High maintenance costs
Maintenance, manual testing, environment management, and deployments eat away a large part of IT spend. Legacy software becomes more of a cost center vs. a revenue generator. Some companies allocate ample IT funds to merely keeping the system viable, rather than investing in modernizing to meet the evolving business needs. This approach to funding affects business performance and revenue adversely.
In the typical agency, between seventy-five percent and eighty percent of the IT budget was spent on operations and maintenance of legacy systems that are rapidly becoming obsolete.
Slow speed to market
Quarterly features/releases are no longer the industry standard. Companies slower to respond and repair inadequate products are especially vulnerable to competitors.
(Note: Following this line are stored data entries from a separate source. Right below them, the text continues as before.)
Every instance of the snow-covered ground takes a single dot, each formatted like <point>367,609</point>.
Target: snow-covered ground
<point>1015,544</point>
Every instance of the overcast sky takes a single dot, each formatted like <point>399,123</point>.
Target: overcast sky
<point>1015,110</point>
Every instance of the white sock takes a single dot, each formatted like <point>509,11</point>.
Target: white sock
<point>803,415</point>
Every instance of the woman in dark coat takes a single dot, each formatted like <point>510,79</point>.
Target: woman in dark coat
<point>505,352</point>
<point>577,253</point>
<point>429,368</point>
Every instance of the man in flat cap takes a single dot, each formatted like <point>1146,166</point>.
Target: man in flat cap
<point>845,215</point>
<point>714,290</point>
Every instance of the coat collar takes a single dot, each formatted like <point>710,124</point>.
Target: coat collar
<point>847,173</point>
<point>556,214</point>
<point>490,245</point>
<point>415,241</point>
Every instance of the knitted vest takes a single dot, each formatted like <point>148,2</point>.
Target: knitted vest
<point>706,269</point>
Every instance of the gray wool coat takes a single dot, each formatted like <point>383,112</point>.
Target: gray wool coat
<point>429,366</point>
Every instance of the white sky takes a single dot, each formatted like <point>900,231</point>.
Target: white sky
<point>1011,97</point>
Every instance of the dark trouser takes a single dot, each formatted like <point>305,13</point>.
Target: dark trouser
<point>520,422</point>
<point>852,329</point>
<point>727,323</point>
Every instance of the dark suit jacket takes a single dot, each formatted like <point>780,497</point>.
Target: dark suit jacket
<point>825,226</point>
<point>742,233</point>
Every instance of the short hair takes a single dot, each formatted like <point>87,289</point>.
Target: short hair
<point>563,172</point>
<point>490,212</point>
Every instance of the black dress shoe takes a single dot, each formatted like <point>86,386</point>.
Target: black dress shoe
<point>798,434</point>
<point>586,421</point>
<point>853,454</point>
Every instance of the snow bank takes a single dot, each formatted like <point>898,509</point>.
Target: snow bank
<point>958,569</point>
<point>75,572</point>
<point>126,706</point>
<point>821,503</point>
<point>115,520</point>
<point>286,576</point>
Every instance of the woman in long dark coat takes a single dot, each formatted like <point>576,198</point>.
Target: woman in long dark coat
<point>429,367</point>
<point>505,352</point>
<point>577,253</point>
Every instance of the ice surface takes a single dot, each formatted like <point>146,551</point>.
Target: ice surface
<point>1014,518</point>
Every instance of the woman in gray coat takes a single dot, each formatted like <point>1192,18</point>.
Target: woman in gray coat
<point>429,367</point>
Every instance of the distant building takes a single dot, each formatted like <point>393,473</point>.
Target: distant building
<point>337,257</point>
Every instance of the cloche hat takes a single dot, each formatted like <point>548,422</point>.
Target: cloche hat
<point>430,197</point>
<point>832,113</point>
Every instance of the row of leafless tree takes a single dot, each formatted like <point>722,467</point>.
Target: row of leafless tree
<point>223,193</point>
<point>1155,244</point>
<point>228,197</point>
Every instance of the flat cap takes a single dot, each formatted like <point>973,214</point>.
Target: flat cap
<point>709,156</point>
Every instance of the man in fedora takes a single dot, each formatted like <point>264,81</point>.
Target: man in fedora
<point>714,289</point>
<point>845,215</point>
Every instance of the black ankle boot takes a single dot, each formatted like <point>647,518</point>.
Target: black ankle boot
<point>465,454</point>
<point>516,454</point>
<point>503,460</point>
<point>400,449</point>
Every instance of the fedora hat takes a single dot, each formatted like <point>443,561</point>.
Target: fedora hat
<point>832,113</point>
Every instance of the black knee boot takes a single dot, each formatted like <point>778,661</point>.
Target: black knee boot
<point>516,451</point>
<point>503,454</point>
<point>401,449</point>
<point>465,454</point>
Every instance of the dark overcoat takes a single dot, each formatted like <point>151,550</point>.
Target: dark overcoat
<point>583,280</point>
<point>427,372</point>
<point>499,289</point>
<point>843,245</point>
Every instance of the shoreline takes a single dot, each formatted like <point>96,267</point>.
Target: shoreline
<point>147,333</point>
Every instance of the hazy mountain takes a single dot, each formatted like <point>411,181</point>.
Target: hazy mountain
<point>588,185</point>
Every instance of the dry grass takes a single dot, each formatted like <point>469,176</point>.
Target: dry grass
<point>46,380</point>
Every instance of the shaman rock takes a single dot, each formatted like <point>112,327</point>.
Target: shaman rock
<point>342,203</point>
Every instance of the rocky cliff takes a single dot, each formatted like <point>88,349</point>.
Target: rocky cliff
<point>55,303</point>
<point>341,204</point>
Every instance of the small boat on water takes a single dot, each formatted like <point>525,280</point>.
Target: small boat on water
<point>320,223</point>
Older software lacking modern amenities with poor usability and user experience further jeopardize enterprise operations and customer retention. Businesses need to remain nimble to respond to market pressures, and ever-changing high customer demands fast.
Coupling too tightly
Pre-cloud, legacy systems were built as a large, tightly coupled, self-contained, monolithic applications. Today, modern tech uses a service-based architecture with loose coupling and cloud-hosted container-based microservices as the gold standard. Organizations with older, self-contained products need to create less dependencies and more autonomy in systems or components of systems using microservices, multi-cloud containers, and self-healing.
Security breaches & data losses
Lack of proper evergreen investment in systems with years of focusing on maintenance and not keeping up with current versions, using patches, and running unsupported software creates security holes in software negatively impacting enterprises and customers. Open source software, purchased packages, unsupported/EOL tech stacks like .NET 2.0 or Java 6 present vulnerabilities. For example, Experian and Capital One both experienced breaches because each lacked current versions, causing the enterprises irreparable reputational damage and monetary losses. With new GDPR in EU and CCPA in California, businesses face stiff penalties for not adhering to data protection and privacy standards.
Investing in non-differentiators
Systems or services that do not influence critical business operations, add significant value to customers, or drive a main source of revenue are all non-differentiators. Companies, especially those trailing in performance, put themselves at even more risk by investing heavily in non-differentiating activities vs. modernizing core products. Prioritize modernizing core systems before considering an innovative business-style investment. For example, PNC Bank is now poised to react to customer needs and market drivers quickly because of a year-long BIAN.org Open Banking API initiative.
Talent deterrent
Outdated tech with green screen mainframes or Internet Explorer 7 or 11 handicap businesses from attracting and retaining talent. The best and brightest people expect to work for forward-thinking companies using top-level, innovative systems. Modern tech enables employees to focus on creating business value instead of decoding three-character acronyms, being locked to a desktop computer, and using antiquated technology stacks.
Insufficient domain expertise
Working with legacy systems requires domain knowledge from workers. As time goes on, key employees with this tribal knowledge leave the company or retire. In response, the organization recruits and onboards new resources to resolve longstanding IT problems. The new crop of talent lacks proper documentation chronicling the older system and attempt workarounds or hacks made to evolve the system over time. The team burns time, energy, and budget to understand the legacy application and implications of modifications before starting to resolve issues.
Reduce capabilities
A failure to upgrade to most recent versions of libraries, products, and integrations creates technical debt exponentially. The technical debt grows causing security vulnerabilities, slower performance, dependencies that don’t need to exist, and the inability to take advantage of newer software. Workarounds barely keep old software afloat with custom integrations and patching—bleeding the IT budget dry, generating limited results, and burning out resources.